Correlation Between Nasdaq 100 and Hartford Capital
Can any of the company-specific risk be diversified away by investing in both Nasdaq 100 and Hartford Capital at the same time? Although using a correlation coefficient on its own may not help to predict future stock returns, this module helps to understand the diversifiable risk of combining Nasdaq 100 and Hartford Capital into the same portfolio, which is an essential part of the fundamental portfolio management process.
By analyzing existing cross correlation between Nasdaq 100 Index Fund and Hartford Capital Appreciation, you can compare the effects of market volatilities on Nasdaq 100 and Hartford Capital and check how they will diversify away market risk if combined in the same portfolio for a given time horizon. You can also utilize pair trading strategies of matching a long position in Nasdaq 100 with a short position of Hartford Capital. Check out your portfolio center. Please also check ongoing floating volatility patterns of Nasdaq 100 and Hartford Capital.
Diversification Opportunities for Nasdaq 100 and Hartford Capital
0.97 | Correlation Coefficient |
Almost no diversification
The 3 months correlation between Nasdaq and Hartford is 0.97. Overlapping area represents the amount of risk that can be diversified away by holding Nasdaq 100 Index Fund and Hartford Capital Appreciation in the same portfolio, assuming nothing else is changed. The correlation between historical prices or returns on Hartford Capital App and Nasdaq 100 is a relative statistical measure of the degree to which these equity instruments tend to move together. The correlation coefficient measures the extent to which returns on Nasdaq 100 Index Fund are associated (or correlated) with Hartford Capital. Values of the correlation coefficient range from -1 to +1, where. The correlation of zero (0) is possible when the price movement of Hartford Capital App has no effect on the direction of Nasdaq 100 i.e., Nasdaq 100 and Hartford Capital go up and down completely randomly.

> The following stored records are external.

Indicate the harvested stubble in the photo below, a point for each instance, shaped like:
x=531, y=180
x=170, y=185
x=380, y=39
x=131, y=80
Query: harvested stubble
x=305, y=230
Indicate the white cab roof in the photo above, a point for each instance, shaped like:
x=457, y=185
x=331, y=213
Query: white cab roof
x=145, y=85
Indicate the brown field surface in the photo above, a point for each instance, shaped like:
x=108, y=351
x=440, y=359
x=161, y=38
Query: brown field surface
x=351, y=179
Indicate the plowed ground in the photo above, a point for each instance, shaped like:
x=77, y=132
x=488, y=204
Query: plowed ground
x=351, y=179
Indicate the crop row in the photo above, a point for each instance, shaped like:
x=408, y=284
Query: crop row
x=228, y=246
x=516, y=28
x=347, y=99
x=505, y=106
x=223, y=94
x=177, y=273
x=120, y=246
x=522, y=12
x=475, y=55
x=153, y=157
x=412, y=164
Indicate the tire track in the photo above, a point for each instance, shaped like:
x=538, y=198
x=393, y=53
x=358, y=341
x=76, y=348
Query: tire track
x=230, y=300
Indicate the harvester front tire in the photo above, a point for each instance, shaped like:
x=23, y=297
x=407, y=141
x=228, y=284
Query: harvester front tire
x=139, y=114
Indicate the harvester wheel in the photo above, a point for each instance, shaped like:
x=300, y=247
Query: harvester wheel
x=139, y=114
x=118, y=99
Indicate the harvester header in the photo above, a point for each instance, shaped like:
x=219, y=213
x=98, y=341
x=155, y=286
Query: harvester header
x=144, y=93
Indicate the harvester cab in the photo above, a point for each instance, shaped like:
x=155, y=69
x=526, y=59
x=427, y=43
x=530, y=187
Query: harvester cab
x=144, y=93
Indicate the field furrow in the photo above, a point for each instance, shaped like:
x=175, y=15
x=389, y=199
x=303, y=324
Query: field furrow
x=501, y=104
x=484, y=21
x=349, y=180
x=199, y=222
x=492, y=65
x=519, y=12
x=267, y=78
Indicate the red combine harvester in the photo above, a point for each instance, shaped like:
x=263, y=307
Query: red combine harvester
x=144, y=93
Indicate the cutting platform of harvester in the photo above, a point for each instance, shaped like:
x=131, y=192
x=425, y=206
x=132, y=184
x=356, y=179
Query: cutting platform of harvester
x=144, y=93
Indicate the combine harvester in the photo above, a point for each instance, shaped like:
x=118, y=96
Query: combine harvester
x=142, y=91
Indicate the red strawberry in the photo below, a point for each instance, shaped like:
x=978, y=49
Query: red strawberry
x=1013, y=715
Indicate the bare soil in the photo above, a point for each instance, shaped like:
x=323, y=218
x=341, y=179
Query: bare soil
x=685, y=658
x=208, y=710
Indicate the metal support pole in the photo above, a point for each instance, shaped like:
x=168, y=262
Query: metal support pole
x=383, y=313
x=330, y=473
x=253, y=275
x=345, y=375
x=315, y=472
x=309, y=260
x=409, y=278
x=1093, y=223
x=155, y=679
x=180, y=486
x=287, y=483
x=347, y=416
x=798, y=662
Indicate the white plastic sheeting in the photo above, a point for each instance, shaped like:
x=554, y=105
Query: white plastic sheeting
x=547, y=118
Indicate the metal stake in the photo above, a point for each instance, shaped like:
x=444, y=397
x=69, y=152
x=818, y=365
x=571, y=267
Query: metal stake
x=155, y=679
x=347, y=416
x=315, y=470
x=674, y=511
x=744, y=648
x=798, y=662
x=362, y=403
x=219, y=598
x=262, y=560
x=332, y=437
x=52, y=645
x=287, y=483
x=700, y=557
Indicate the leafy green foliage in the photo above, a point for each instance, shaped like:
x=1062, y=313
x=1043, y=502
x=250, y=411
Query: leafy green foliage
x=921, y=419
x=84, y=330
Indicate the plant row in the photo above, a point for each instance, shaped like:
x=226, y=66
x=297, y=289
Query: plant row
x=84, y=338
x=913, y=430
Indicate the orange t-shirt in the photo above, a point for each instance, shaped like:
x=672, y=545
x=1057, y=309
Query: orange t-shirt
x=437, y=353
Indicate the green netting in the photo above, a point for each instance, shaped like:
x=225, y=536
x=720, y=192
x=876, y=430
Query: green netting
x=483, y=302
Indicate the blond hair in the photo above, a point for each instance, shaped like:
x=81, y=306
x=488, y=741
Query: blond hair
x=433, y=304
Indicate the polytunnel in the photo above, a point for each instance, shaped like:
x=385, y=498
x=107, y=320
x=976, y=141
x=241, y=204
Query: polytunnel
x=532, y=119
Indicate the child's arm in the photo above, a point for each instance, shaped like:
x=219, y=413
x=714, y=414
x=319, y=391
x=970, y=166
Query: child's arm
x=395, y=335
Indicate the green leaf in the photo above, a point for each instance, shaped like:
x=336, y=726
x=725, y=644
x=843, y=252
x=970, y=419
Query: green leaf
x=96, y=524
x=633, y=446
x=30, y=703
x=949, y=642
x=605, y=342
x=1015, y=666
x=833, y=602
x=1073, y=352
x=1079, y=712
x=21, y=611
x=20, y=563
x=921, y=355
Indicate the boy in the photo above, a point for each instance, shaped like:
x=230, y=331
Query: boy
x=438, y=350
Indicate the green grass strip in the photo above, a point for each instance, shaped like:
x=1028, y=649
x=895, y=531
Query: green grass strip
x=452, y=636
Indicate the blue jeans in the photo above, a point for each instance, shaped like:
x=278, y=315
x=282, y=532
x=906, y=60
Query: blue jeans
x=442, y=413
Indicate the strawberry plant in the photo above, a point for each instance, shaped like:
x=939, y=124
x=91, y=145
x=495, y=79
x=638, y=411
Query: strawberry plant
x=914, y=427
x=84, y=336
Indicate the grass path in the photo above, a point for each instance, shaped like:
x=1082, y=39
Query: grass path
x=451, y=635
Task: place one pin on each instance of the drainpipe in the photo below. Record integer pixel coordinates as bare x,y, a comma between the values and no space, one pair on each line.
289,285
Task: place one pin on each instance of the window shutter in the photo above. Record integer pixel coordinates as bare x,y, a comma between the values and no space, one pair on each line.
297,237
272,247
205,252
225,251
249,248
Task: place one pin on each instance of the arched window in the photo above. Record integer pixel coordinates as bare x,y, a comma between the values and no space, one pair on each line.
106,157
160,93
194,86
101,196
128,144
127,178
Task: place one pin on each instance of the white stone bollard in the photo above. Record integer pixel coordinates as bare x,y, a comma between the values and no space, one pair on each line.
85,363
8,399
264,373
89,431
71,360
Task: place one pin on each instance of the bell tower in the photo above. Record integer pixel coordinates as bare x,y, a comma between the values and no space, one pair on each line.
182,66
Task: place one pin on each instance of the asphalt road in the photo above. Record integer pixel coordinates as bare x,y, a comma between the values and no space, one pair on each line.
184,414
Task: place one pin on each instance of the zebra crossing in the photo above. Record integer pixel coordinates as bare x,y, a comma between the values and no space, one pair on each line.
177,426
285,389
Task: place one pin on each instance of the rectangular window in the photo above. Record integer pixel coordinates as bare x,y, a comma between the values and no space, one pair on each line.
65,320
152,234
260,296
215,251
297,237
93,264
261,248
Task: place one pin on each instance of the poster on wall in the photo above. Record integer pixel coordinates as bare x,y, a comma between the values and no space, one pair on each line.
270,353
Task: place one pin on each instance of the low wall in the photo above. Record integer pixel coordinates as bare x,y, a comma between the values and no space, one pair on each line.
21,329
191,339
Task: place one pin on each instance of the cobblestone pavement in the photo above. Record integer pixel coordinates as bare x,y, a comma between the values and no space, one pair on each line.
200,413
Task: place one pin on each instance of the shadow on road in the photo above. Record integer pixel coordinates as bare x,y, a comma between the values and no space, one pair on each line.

Pair Corralation between Nasdaq 100 and Hartford Capital
Assuming the 90 days horizon Nasdaq 100 Index Fund is expected to generate 1.53 times more return on investment than Hartford Capital. However, Nasdaq 100 is 1.53 times more volatile than Hartford Capital Appreciation. It trades about 0.19 of its potential returns per unit of risk. Hartford Capital Appreciation is currently generating about 0.18 per unit of risk. If you would invest 4,902 in Nasdaq 100 Index Fund on September 13, 2024 and sell it today you would earn a total of 572.00 from holding Nasdaq 100 Index Fund or generate 11.67% return on investment over 90 days.
Time Period | 3 Months [change] |
Direction | Moves Together |
Strength | Very Strong |
Accuracy | 98.44% |
Values | Daily Returns |
Nasdaq 100 Index Fund vs. Hartford Capital Appreciation
Performance |
Timeline |
Nasdaq 100 Index |
Hartford Capital App |
Nasdaq 100 and Hartford Capital Volatility Contrast
Predicted Return Density |
Returns |
Pair Trading with Nasdaq 100 and Hartford Capital
The main advantage of trading using opposite Nasdaq 100 and Hartford Capital positions is that it hedges away some unsystematic risk. Because of two separate transactions, even if Nasdaq 100 position performs unexpectedly, Hartford Capital can make up some of the losses. Pair trading also minimizes risk from directional movements in the market. For example, if an entire industry or sector drops because of unexpected headlines, the short position in Hartford Capital will offset losses from the drop in Hartford Capital's long position.Nasdaq 100 vs. Capital Growth Fund | Nasdaq 100 vs. Emerging Markets Fund | Nasdaq 100 vs. High Income Fund | Nasdaq 100 vs. International Fund International |
Hartford Capital vs. The Hartford Growth | Hartford Capital vs. The Hartford Growth | Hartford Capital vs. The Hartford Growth | Hartford Capital vs. The Hartford Growth |
Check out your portfolio center.Note that this page's information should be used as a complementary analysis to find the right mix of equity instruments to add to your existing portfolios or create a brand new portfolio. You can also try the Risk-Return Analysis module to view associations between returns expected from investment and the risk you assume.